Pathological Laughing and Crying Post-stroke: Liaison Psychiatrist Beware

Corresponding Author:

Arina Bingeliene
Toronto Western Hospital, Department of Psychiatry, Faculty of Medicine, University of Toronto; Medical Psychiatry Program, Centre for Mental Health, University Health Network, 399 Bathurst Street, 7-Main, Rm. 422, Toronto, Ontario M5T2S8, Canada
Tel: 416-603-5273
Fax: 416-603-6919

Abstract

Pathological laughing and crying (PLC) has been known by a number of different names, but the most widely used terms are “pseudobulbar affect,” “emotional lability,” “emotional incontinence,” and “pathological laughing and crying.” The cardinal feature of PLC is a pathologically lowered threshold for the exhibition of behavioral responses that include laughter, crying, or both. An affected individual exhibits episodes of laughter and / or crying without an apparent motivating stimulus or in response to stimuli that would not have elicited such an emotional response before the onset of their underlying neurologic disorder. Symptoms of PLC can be severe, and episodes can be persistent and unremitting.

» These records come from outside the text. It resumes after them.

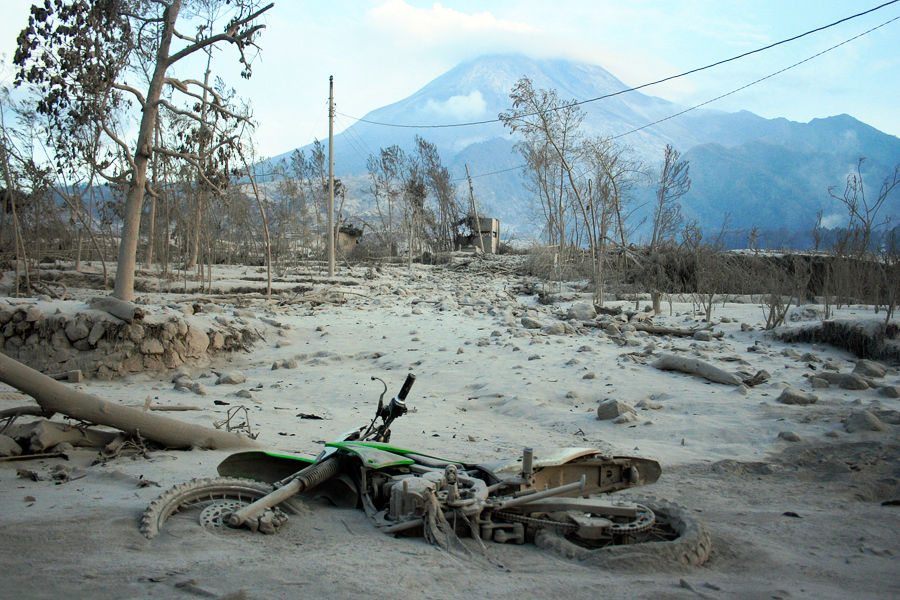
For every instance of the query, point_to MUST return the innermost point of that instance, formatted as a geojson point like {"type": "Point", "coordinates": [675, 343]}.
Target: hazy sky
{"type": "Point", "coordinates": [381, 51]}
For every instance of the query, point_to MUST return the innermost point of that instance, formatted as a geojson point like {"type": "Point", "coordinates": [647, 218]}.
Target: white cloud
{"type": "Point", "coordinates": [439, 24]}
{"type": "Point", "coordinates": [469, 106]}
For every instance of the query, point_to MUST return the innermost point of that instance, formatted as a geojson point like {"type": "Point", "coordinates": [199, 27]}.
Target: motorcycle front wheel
{"type": "Point", "coordinates": [210, 499]}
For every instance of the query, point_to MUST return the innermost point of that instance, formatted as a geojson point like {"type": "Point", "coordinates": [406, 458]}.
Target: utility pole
{"type": "Point", "coordinates": [475, 210]}
{"type": "Point", "coordinates": [331, 175]}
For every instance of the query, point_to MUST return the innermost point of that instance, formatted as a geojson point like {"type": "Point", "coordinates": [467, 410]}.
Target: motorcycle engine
{"type": "Point", "coordinates": [409, 494]}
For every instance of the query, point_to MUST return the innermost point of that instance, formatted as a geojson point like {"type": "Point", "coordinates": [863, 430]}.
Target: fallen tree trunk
{"type": "Point", "coordinates": [694, 366]}
{"type": "Point", "coordinates": [676, 331]}
{"type": "Point", "coordinates": [54, 396]}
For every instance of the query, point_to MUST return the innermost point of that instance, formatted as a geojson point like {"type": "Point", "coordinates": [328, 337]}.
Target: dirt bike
{"type": "Point", "coordinates": [551, 501]}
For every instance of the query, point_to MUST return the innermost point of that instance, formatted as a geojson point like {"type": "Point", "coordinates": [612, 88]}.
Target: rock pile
{"type": "Point", "coordinates": [103, 346]}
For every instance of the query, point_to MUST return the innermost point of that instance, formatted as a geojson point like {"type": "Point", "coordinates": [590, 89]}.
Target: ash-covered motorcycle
{"type": "Point", "coordinates": [551, 500]}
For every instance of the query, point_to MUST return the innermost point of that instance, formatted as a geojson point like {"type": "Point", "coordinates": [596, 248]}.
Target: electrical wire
{"type": "Point", "coordinates": [719, 97]}
{"type": "Point", "coordinates": [638, 87]}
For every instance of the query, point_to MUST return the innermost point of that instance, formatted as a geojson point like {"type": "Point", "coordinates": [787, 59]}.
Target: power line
{"type": "Point", "coordinates": [642, 86]}
{"type": "Point", "coordinates": [761, 79]}
{"type": "Point", "coordinates": [719, 97]}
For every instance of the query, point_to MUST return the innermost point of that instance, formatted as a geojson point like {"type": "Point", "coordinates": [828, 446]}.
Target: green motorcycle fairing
{"type": "Point", "coordinates": [377, 455]}
{"type": "Point", "coordinates": [269, 466]}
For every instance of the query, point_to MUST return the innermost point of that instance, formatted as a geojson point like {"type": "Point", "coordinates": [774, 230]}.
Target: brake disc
{"type": "Point", "coordinates": [214, 515]}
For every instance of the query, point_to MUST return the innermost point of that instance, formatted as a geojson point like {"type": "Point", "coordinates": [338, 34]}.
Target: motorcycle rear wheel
{"type": "Point", "coordinates": [199, 494]}
{"type": "Point", "coordinates": [677, 537]}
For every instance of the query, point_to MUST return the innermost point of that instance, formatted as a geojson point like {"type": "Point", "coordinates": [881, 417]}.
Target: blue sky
{"type": "Point", "coordinates": [381, 51]}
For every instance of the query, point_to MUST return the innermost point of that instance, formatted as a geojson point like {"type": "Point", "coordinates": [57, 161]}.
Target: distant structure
{"type": "Point", "coordinates": [348, 237]}
{"type": "Point", "coordinates": [467, 234]}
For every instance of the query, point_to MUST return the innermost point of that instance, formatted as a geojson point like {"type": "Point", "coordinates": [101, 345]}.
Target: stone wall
{"type": "Point", "coordinates": [104, 347]}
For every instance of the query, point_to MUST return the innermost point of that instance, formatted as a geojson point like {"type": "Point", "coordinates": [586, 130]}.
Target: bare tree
{"type": "Point", "coordinates": [674, 182]}
{"type": "Point", "coordinates": [552, 146]}
{"type": "Point", "coordinates": [85, 62]}
{"type": "Point", "coordinates": [863, 213]}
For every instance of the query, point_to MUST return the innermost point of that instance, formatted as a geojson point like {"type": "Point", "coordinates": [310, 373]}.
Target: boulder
{"type": "Point", "coordinates": [529, 323]}
{"type": "Point", "coordinates": [96, 333]}
{"type": "Point", "coordinates": [795, 396]}
{"type": "Point", "coordinates": [9, 447]}
{"type": "Point", "coordinates": [231, 378]}
{"type": "Point", "coordinates": [703, 335]}
{"type": "Point", "coordinates": [611, 408]}
{"type": "Point", "coordinates": [870, 368]}
{"type": "Point", "coordinates": [197, 341]}
{"type": "Point", "coordinates": [863, 420]}
{"type": "Point", "coordinates": [77, 330]}
{"type": "Point", "coordinates": [582, 311]}
{"type": "Point", "coordinates": [890, 391]}
{"type": "Point", "coordinates": [848, 381]}
{"type": "Point", "coordinates": [151, 346]}
{"type": "Point", "coordinates": [557, 328]}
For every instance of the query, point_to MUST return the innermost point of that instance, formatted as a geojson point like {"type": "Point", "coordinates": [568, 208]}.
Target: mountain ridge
{"type": "Point", "coordinates": [773, 172]}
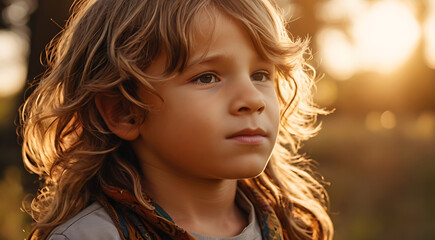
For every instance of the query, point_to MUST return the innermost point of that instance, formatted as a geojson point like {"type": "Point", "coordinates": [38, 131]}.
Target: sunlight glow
{"type": "Point", "coordinates": [327, 92]}
{"type": "Point", "coordinates": [386, 36]}
{"type": "Point", "coordinates": [339, 10]}
{"type": "Point", "coordinates": [336, 53]}
{"type": "Point", "coordinates": [13, 66]}
{"type": "Point", "coordinates": [377, 36]}
{"type": "Point", "coordinates": [429, 35]}
{"type": "Point", "coordinates": [388, 120]}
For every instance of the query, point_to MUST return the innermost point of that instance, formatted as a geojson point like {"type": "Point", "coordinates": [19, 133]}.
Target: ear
{"type": "Point", "coordinates": [116, 117]}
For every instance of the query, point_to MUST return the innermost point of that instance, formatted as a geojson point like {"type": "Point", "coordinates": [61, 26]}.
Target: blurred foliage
{"type": "Point", "coordinates": [377, 148]}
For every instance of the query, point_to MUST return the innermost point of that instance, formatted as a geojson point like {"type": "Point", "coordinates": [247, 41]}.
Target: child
{"type": "Point", "coordinates": [174, 119]}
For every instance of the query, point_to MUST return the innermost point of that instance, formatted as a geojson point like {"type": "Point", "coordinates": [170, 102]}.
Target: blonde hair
{"type": "Point", "coordinates": [105, 48]}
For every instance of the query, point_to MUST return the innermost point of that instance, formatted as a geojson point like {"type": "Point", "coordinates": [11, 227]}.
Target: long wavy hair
{"type": "Point", "coordinates": [104, 49]}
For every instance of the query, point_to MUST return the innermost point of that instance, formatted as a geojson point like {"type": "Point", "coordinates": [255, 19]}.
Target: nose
{"type": "Point", "coordinates": [247, 99]}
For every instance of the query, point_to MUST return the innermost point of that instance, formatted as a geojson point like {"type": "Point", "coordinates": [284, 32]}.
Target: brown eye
{"type": "Point", "coordinates": [205, 79]}
{"type": "Point", "coordinates": [260, 76]}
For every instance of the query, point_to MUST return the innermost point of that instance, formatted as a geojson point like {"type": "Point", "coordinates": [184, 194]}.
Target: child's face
{"type": "Point", "coordinates": [220, 116]}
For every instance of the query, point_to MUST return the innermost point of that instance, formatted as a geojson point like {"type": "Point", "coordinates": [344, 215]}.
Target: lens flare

PLC is a clinical condition that occurs in patients with various neurological disorders. The majority of evidence relates to stroke patients. The review summarizes the available data about pharmacological and behavioral treatment efficiency for this condition. Furthermore the management of these patients adds a rich avenue to the future understanding of emotional behavior.

Clinical Case

Mrs. E., an 88-year-old female, was referred to our clinic for possible apathy and / or depression. She had been admitted to the hospital for stroke rehabilitation following a right brain stem infarct with subsequent left arm weakness, left gaze and speech difficulties. She was observed by the stroke team to refuse group activities and to be tearful at times. Upon admission, Mrs. E. expressed frustration with her inability to walk without assistance.

When assessed, she denied feeling depressed. There was no evidence of neurovegetative symptoms of depression and she remained hopeful. When asked about tearfulness, she admitted to occasional bursts of “giggling” at certain times and bursts of “crying” at others. These bursts came “out of nowhere” and were uncontrollable. She reported that the episodes were embarrassing when they occurred in front of members of the care team or co-patients in the group, which caused her to avoid group activities. She reported that her subjective experience did not reflect the external manifestation of her tears. She was not confused and was not experiencing hallucinations or delusions.

Based on her symptoms and history, Mrs. E. was diagnosed with a condition called pathological laughing and crying (PLC). She was started on citalopram 10 mg, and her tearfulness and giggling subsided completely within 36 hours. Her engagement with her overall treatment plan improved as a result, and her rehabilitation was able to proceed uninhibited.

Mrs. E.’s case demonstrates the critical importance of understanding the features of PLC and distinguishing its symptoms from those of other psychiatric conditions in order to appropriately treat this debilitating condition.

Definition of Pathological Laughing and Crying (PLC) and Clinical Presentation

Pathological laughing and crying has been known by a number of different names, but the most widely used terms are “pseudobulbar affect,” “emotional lability,” “emotional incontinence,” and “pathological laughing and crying.” First episodes of involuntary laughter and / or crying in patients with neurological conditions appeared in the literature in 1872. Charles Darwin described it as “Certain brain diseases, such as hemiplegia, brain-wasting, and senile decay, have a special tendency to induce weeping” [1]. Recently, a group proposed the term “involuntary emotional expression disorder” or IEED as more phenomenologically descriptive and less pejorative to patients [2].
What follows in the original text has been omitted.